There were five significant genes in the detection data set and three genes in the replication data set that are members of the carboxy-lysase GO pathway. One of these, gamma-glutamyl carboxylase (GGCX), was significant with p-values of 0.03 and 0.04 in the detection and replication data sets, respectively. The GGCX protein is an enzyme that catalyzes post-translational modifications to a vitamin K-dependent protein that functions in coagulation. Mutations in GGCX are typically associated with combined deficiency of vitamin K-dependent clotting factors 1 and hemorrhagic disease . Although there is no evidence this gene plays a role in bladder cancer, it has been associated with prostate cancer in several GWAS [18, 19]. It is possible that genetic variation in this gene is also a risk factor for bladder cancer, but that synergistic interactions between multiple SNPs are necessary to observe a phenotype. Importantly, there are several drug-GGCX interactions according to The Drug Gene Interaction Database (DGIdb) . Anisindione is one such drug and, according to the NCBI PubChem database , is a synthetic anticoagulant that disrupts the synthesis of clotting factors leading to the inhibition of gamma-carboxylation of glutamic acid. The repositioning of GGCX-related drugs for the treatment of bladder cancer is an open question. Indeed, these drugs are often considered for anticoagulation treatment in cancer patients because of their beneficial effect on the tumor microenvironment .

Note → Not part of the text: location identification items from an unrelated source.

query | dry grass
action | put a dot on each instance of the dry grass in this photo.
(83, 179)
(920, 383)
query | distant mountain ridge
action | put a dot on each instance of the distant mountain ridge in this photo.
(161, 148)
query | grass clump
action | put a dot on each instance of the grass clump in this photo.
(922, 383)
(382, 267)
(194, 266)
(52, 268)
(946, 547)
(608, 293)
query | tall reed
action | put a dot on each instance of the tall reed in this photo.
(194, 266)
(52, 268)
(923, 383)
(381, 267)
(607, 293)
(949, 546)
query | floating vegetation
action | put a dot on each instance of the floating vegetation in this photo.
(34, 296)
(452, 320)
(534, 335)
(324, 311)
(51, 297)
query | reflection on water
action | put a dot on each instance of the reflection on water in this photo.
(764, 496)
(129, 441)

It is worth noting that the branched chain keto acid dehydrogenase E1 alpha (BCKDHA) and beta (BCKDHB) gene forms were significant in the detection and replication data, respectively. Although these two genes are on different chromosomes, their protein products are part of the same complex that is involved in the catabolism of several amino acids. The BCKD complex is comprised of three catalytic components, one of them being E1, a heterotetramic branched-chain alpha-keto acid decarboxylase. BCKDHA codes for the alpha subunit of E1, while BCKDHB codes for the beta subunit of E1. Without this decarboxylase component, 2-oxycarboxylic acid accumulates in blood and tissues, and causes maple syrup urine disease [23–25]. There is no known link between the effects of the BCKD complex and bladder cancer, but univariate GWAS have implicated BCKDHA in prostate  and colorectal  cancer.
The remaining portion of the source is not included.